By Eugene Koh
(860 words, 7-minute read)
If there is one word that could describe our current global political climate, that word could only be “absurd”. After all, in a world where presidents tweet gibberish and incumbent Prime Ministers robotically repeat campaign slogans, one could even go so far as to claim that the world is not only absurd but absurdist. The failure of language, the failure of meaning, the failure to make sense of the world: these are key features of absurdist plays like the classic The Bald Soprano.
In this context, it is even more remarkable that instead of a more established theatre company, it is young & W!LD, Wild Rice’s youth theatre wing, that took to staging The Bald Soprano. Fitting perhaps, considering that the voice of the youth has been talked about so much lately. One might start to ask then: will this production be an enlightening perspective on how youths today perceive the world?
Disappointingly, no.
We enter the Drama Centre Black Box to be greeted with a lavish set, complete with a mantelpiece, a working cuckoo clock, elegant furniture, working doors to the stage left and right and a secret entrance through the chimney for good measure. As the play begins, the clock strikes exactly nine, the hour which Mrs Smith begins her monologue to Mr Smith. The play continues from there, with the entrances of the Fire Chief and the Martins. They enter and tell stories while waiting for something to happen.
Something is wrong: up until this point, everything looks and feels like a realist play.
A few illogical statements here and there extracted a few unsure chuckles from the audience.
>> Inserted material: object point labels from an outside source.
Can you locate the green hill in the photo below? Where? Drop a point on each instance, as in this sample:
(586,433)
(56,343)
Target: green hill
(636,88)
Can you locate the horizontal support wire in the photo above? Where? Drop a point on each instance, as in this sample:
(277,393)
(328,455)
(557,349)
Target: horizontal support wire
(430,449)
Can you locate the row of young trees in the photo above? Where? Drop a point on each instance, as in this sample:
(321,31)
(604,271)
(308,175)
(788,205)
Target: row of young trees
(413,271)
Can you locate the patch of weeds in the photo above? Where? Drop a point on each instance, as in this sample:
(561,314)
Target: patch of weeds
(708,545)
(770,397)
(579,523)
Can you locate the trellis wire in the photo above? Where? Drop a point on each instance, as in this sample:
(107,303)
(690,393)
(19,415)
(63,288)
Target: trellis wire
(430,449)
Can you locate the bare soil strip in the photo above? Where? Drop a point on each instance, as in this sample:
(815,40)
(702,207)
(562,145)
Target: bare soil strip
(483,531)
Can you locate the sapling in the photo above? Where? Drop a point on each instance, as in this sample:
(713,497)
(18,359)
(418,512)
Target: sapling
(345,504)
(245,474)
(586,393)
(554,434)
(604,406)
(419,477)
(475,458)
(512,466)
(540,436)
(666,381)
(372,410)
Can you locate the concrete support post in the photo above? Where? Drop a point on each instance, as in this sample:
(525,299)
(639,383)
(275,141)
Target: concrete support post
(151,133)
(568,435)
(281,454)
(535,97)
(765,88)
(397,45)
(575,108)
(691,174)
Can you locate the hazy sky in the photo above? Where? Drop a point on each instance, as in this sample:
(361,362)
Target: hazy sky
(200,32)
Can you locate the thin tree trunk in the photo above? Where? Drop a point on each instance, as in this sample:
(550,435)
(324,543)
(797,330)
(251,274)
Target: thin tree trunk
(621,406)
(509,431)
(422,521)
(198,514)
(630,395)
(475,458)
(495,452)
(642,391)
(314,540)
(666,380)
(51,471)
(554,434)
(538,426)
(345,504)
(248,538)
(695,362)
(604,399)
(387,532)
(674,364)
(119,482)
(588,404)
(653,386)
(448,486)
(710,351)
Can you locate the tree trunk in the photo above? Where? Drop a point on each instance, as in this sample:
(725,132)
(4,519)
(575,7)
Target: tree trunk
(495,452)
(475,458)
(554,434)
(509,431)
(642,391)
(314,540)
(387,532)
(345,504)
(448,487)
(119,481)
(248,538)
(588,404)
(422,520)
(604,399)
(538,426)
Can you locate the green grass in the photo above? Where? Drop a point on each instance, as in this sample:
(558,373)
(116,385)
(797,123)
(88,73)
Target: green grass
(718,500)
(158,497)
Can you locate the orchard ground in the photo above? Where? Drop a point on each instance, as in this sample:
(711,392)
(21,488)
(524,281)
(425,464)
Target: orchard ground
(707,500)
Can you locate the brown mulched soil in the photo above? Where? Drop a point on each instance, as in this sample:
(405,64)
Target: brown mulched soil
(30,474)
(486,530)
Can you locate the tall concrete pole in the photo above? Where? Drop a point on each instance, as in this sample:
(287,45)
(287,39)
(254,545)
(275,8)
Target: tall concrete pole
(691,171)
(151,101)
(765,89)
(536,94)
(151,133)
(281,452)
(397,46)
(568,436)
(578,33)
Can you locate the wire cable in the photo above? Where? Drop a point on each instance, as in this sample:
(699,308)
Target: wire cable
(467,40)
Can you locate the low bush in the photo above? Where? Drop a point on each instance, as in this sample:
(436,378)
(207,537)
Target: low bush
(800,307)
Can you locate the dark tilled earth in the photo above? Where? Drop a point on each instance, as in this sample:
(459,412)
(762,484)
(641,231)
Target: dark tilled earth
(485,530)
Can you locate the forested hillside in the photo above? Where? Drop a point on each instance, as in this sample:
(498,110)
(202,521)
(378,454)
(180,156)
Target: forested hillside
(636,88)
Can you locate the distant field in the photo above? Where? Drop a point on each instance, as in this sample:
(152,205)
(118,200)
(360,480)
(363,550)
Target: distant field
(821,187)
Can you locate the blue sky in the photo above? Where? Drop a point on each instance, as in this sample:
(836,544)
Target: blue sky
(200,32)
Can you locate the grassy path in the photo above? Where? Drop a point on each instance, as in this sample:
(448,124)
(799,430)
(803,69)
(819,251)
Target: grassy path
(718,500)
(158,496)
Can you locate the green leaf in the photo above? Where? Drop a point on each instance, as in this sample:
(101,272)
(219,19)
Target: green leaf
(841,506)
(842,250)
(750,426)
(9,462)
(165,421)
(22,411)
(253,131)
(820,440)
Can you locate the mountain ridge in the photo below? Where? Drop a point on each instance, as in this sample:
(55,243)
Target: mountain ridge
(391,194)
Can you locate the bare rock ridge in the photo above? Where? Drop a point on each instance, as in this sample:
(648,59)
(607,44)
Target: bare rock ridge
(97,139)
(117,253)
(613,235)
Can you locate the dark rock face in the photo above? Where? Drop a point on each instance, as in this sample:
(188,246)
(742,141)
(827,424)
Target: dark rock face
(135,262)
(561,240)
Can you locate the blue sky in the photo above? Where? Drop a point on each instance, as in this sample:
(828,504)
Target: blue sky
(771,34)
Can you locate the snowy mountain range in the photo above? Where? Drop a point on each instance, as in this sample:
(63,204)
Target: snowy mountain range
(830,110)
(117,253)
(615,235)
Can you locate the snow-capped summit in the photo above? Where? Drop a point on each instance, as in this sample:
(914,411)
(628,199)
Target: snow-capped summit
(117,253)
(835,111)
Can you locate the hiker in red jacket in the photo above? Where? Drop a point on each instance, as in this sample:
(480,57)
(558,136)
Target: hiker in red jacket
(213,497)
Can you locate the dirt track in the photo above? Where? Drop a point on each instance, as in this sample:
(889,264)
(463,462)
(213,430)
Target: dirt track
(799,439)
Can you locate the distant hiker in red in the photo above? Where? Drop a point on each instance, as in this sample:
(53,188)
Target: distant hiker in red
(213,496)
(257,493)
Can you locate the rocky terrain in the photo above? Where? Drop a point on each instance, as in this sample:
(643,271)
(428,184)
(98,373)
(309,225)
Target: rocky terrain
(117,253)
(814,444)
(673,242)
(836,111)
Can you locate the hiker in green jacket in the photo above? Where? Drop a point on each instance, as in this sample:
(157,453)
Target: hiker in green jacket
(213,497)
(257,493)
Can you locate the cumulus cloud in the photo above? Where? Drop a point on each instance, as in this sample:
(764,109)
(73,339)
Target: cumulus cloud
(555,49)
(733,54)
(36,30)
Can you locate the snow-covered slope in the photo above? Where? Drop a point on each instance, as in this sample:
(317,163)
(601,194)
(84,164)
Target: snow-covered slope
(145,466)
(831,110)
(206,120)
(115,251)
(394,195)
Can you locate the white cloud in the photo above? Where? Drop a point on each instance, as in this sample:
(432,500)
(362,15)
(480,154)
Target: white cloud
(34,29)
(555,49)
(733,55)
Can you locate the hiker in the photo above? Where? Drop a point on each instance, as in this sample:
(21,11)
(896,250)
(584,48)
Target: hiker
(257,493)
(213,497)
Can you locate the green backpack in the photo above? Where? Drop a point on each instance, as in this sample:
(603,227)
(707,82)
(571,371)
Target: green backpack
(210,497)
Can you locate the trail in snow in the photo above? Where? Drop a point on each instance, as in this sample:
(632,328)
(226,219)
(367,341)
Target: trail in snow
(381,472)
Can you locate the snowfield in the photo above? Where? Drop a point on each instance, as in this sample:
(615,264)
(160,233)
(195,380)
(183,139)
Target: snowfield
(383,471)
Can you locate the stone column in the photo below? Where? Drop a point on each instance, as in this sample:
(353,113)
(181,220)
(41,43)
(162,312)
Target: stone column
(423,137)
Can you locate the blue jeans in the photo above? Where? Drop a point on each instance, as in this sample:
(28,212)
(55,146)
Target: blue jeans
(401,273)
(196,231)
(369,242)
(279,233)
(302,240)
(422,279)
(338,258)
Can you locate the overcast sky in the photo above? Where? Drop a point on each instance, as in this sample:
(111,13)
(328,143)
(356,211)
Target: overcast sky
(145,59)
As the play drones on, it becomes painfully clear that through the absurd dialogue and meaninglessness of the text, the young actors were struggling to present a truthful presentation of their characters.
Let that sink in: the young actors were trying to embody the meaning of a technically meaningless play.
Absurdist plays are not performed as often today for a variety of reasons; one of them is that you cannot simply attach a simple methodology to extract a simple meaning from these plays. Plays like The Bald Soprano or the even more famous Waiting for Godot resist simplistic interpretation. Any declared attempt to direct an ‘anti-play’ to be watchable as a challenge, like how the director of this production did, would be like an overly-optimistic gamble on a snap election.
In the director’s message, Rodney Olivero stated that “if [the actors] can wring meaning […] out of a text so ardently devoted to snuffing out classical dramatic structure, then they pass the test”. Olivero seems to have forgotten that, regardless of the young & W!LD program to train and nurture young talents in the theatre industry, the production of the piece is also a test on the director as well.
And this test of making an anti-play watchable is one that he struggles to pass.
Although Olivero is aware of the context of The Bald Soprano, he fails to recognise the implications behind it. While the play was indeed based on Eugene Ionesco’s experience with ‘English Without Pain”, the original language of the play is actually in French laced with English names and a few words. As a Singaporean audience watches young & W!LD actors attempting posh English accents in playing English middle-class families, they would have completely missed the effect of the exaggerated parody, absurdity and foreignness of the English middle-class lifestyle on a French audience. All the audience sees is a Victorian drawing room play with confusing dialogue.
Despite the fact that everyone in this play had to perform in the accent of our previous colonial masters and embody illogical constructs of characters, the energies of the cast were, individually, definitely watchable. Indeed, the cast of young actors put up a valiant display of their acting prowess despite the restrictions they had to work around with. However, the challenge the director has set on the young actors to take on an absurdist piece using naturalist methods of acting proved to be too great.
But even naturalism could not hold up with Ionesco’s dramatic descent into chaotic absurdity in the last ten minutes of the show. As the fire chief exits, the couples bicker and quarrel among each other, engaging in sexually suggestive physical comedy while spouting quotes from an English textbook. All of the sudden, the flimsy pretense of realist acting is finally abandoned after seventy minutes of weird dialogue. Is this absurdism then?
No, it is just purely absurd.
As Olivero pointed out in his director’s message, it is true that absurdism has become something of a culturally accepted phenomenon. In a world where many of us struggle to grasp onto meaning, the similar predicaments of characters stuck in an absurdist play should have elicited empathy and moments of recognition from the audience.
Instead, staging an absurdist play as a traditional dramatic piece only serves to ironically cut off an audience who are desperate to find meaning in an absurd world. As they watch characters who seem to be comfortable with meaninglessness, they might just leave the theatre wondering if there was any point watching The Bald Soprano after all.
The Bald Soprano was staged at Black Box Drama Centre Theatre, from 7 – 11 June, by young & W!LD, the youth wing of W!ld Rice. This review is based on the performance at 8pm on 7 June, 2017.
Guest Contributor Eugene Koh has a wide and varied plethora of interests, from banknote collecting to creating constructed writing systems. His greatest interest lies in the craft of theatre, and is currently pursuing a Bachelor’s Degree in Theatre Studies at the National University of Singapore. He is committed to encouraging and engaging with a new theatre scene that is brave enough to tackle uncertain issues in a challenging world of the future.